Questions: The Marginal Propensity to Save

5 questions to test your understanding

Score: 0 / 5
Question 1 Multiple Choice

A government injects $200 billion in new spending into an economy where households save exactly 25 cents of every additional dollar of income. According to the Keynesian spending multiplier, what is the predicted total increase in output?

A$200 billion — government spending only creates output equal to its own amount
B$400 billion — the multiplier is 2 when MPS = 0.25
C$800 billion — the multiplier is 4 when MPS = 0.25
D$2,500 billion — the multiplier is 12.5, since 75% gets re-spent each round
Question 2 Multiple Choice

A news report states that 'as incomes rose last year, households' marginal propensity to save increased.' A critic responds: 'But the fraction of total income that households saved actually fell.' Are both statements compatible?

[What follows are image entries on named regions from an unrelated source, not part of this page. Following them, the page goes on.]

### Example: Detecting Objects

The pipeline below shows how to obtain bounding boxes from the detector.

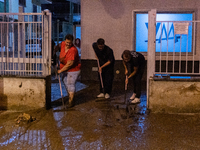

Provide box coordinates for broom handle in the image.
[58,74,64,107]
[125,75,128,90]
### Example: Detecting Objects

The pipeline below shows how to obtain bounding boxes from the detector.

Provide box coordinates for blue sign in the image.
[136,14,192,52]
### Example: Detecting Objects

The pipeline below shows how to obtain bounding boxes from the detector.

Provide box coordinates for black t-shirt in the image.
[122,51,145,71]
[92,42,115,67]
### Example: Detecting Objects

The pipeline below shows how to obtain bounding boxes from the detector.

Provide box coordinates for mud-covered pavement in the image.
[0,78,200,150]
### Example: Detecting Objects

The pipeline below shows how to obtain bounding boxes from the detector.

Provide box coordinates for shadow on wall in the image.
[0,94,8,110]
[101,0,124,19]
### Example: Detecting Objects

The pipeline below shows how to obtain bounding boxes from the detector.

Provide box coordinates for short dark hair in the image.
[65,34,74,41]
[122,50,131,59]
[97,38,105,45]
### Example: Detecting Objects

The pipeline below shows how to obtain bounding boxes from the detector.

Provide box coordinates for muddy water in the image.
[0,80,200,150]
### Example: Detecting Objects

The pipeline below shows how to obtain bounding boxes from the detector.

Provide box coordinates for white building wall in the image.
[81,0,200,60]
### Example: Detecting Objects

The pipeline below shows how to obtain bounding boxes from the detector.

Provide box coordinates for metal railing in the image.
[0,10,51,76]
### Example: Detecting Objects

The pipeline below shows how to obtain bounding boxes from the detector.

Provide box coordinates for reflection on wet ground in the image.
[0,77,200,150]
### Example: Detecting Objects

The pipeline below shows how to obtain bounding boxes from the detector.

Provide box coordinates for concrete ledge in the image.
[0,76,51,111]
[149,78,200,113]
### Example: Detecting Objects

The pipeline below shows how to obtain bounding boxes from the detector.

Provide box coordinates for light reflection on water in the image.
[0,127,51,149]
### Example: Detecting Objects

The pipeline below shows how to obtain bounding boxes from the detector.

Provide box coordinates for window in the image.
[135,13,193,52]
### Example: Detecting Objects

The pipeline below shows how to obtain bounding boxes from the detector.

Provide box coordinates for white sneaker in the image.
[105,93,110,99]
[131,97,140,104]
[97,93,104,98]
[130,93,136,100]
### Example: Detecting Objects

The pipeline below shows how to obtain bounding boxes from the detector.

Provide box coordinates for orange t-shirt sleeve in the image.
[67,47,76,60]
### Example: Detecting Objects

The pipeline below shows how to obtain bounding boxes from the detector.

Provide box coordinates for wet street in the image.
[0,77,200,150]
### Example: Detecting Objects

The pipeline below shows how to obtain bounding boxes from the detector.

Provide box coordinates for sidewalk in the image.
[0,79,200,150]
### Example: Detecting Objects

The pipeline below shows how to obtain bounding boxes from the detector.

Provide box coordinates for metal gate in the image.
[147,9,200,104]
[0,10,52,77]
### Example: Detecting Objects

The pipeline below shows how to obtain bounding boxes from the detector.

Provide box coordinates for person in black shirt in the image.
[92,38,115,99]
[122,50,145,104]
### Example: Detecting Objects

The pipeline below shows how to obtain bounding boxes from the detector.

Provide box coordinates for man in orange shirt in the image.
[57,34,81,107]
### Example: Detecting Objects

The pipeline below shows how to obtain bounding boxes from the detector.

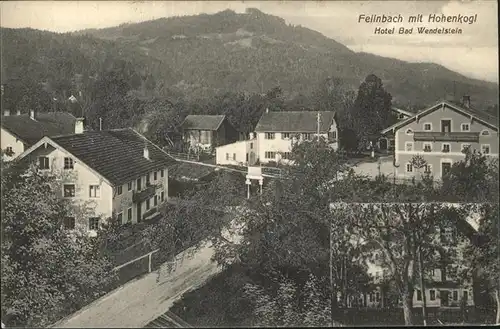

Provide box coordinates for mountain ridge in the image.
[2,9,498,113]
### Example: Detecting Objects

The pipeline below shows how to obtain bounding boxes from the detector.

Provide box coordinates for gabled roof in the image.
[381,101,498,134]
[1,112,76,145]
[181,115,226,131]
[19,128,176,186]
[255,111,335,133]
[391,106,415,117]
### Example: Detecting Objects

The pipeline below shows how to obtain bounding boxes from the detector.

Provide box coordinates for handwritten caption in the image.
[358,14,477,35]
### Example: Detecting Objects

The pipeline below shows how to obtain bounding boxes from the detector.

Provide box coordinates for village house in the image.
[19,121,175,233]
[216,110,338,165]
[340,204,480,308]
[181,115,239,150]
[0,110,77,161]
[382,96,498,179]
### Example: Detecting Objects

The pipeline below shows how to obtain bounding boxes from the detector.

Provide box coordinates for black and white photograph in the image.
[0,0,500,328]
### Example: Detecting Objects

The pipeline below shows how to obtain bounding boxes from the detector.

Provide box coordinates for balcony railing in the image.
[132,185,156,203]
[413,131,479,143]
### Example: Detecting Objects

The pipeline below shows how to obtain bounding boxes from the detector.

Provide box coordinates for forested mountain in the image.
[1,9,498,137]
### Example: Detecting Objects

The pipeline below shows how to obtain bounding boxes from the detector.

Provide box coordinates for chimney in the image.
[75,118,84,134]
[30,110,36,120]
[462,95,470,108]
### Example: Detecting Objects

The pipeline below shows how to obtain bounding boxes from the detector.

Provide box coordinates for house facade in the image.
[215,133,259,166]
[181,115,239,149]
[19,129,175,233]
[255,111,339,163]
[382,99,498,179]
[0,110,78,161]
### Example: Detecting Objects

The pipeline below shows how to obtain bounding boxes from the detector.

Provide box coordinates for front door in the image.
[440,290,450,306]
[137,202,142,223]
[441,120,451,133]
[441,162,451,177]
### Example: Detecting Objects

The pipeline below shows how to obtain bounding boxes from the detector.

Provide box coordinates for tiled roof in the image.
[1,112,76,145]
[181,115,226,130]
[51,128,176,186]
[255,111,335,133]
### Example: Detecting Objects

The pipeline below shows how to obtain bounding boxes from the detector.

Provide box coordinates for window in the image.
[264,152,276,159]
[38,157,49,169]
[63,184,76,198]
[89,185,101,198]
[481,144,490,154]
[89,217,99,231]
[127,208,132,223]
[63,217,75,230]
[64,157,74,170]
[265,133,274,139]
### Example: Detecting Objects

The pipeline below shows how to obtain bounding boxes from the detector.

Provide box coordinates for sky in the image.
[0,0,498,83]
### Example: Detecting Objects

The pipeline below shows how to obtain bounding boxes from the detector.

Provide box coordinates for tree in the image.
[440,149,498,202]
[1,170,114,326]
[464,203,500,324]
[335,202,472,325]
[351,74,392,146]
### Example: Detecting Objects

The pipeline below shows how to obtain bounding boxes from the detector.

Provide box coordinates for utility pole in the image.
[418,246,427,326]
[316,112,321,142]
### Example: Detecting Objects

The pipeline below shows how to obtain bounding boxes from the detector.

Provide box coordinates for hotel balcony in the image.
[132,185,157,203]
[413,131,479,143]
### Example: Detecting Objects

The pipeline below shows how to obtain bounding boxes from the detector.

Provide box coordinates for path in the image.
[54,243,220,328]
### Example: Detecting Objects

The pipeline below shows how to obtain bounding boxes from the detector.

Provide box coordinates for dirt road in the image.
[54,243,220,328]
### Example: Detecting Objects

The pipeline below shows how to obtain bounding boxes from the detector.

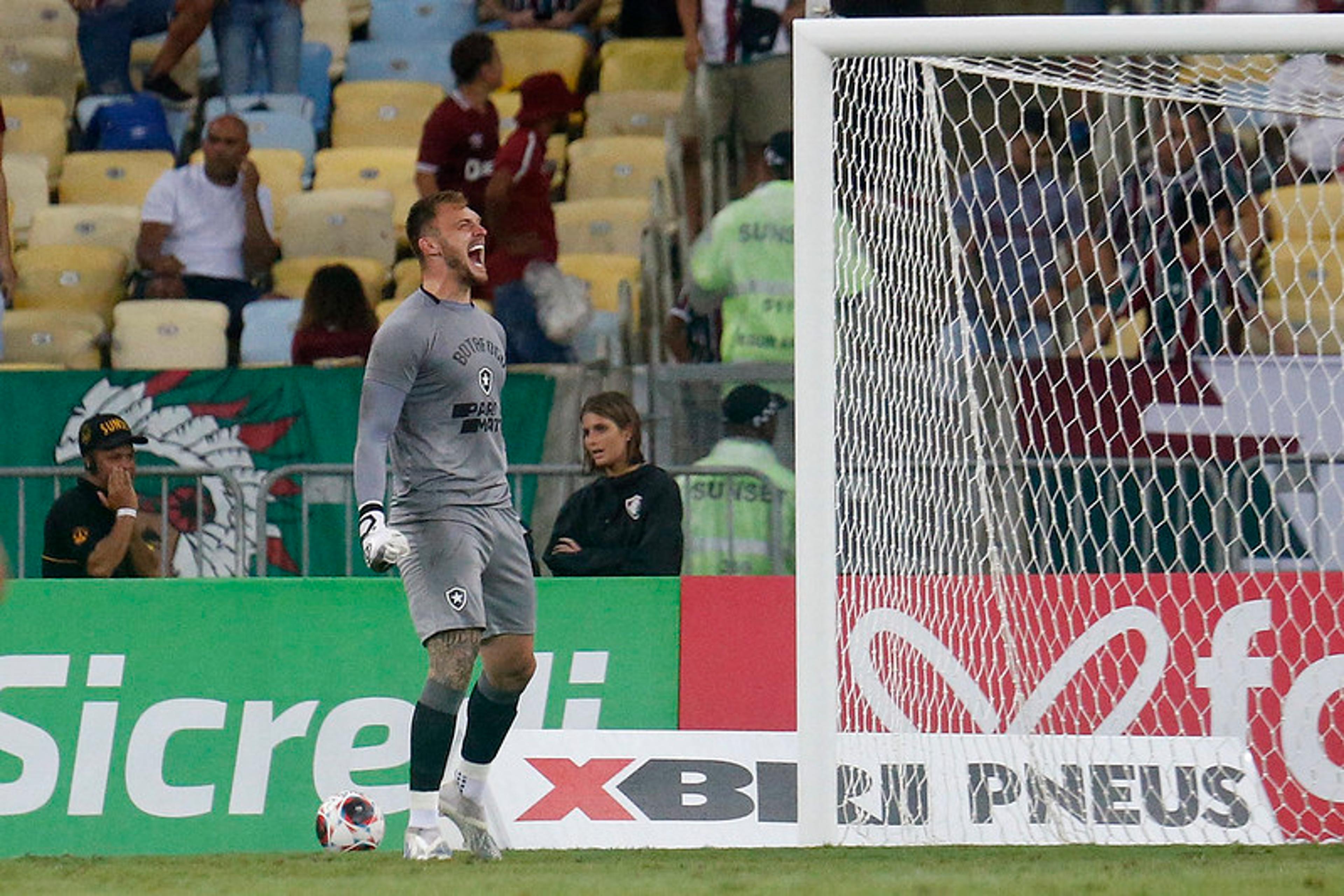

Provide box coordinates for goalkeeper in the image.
[355,191,536,860]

ANo — if MPS increased, then the share of total income saved must have increased too
BYes — MPS describes behavior at the margin (fraction of each additional dollar saved), while APS describes total saving as a share of total income; they can move in different directions
CNo — MPS and APS are mathematically the same quantity expressed differently
DYes — but only if the entire income distribution shifted dramatically
Question 3 True / False

In the simple Keynesian model, a higher marginal propensity to save makes fiscal stimulus more powerful, because saved money remains in the economy and funds investment.

TTrue
FFalse
Question 4 True / False

In the simple Keynesian model, every additional dollar of disposable income must either be consumed or saved — the two propensities always sum to exactly 1.

TTrue
FFalse
Question 5 Short Answer

Explain why savings are called a 'leakage' in the Keynesian spending multiplier, and how this connects MPS to the power of fiscal policy.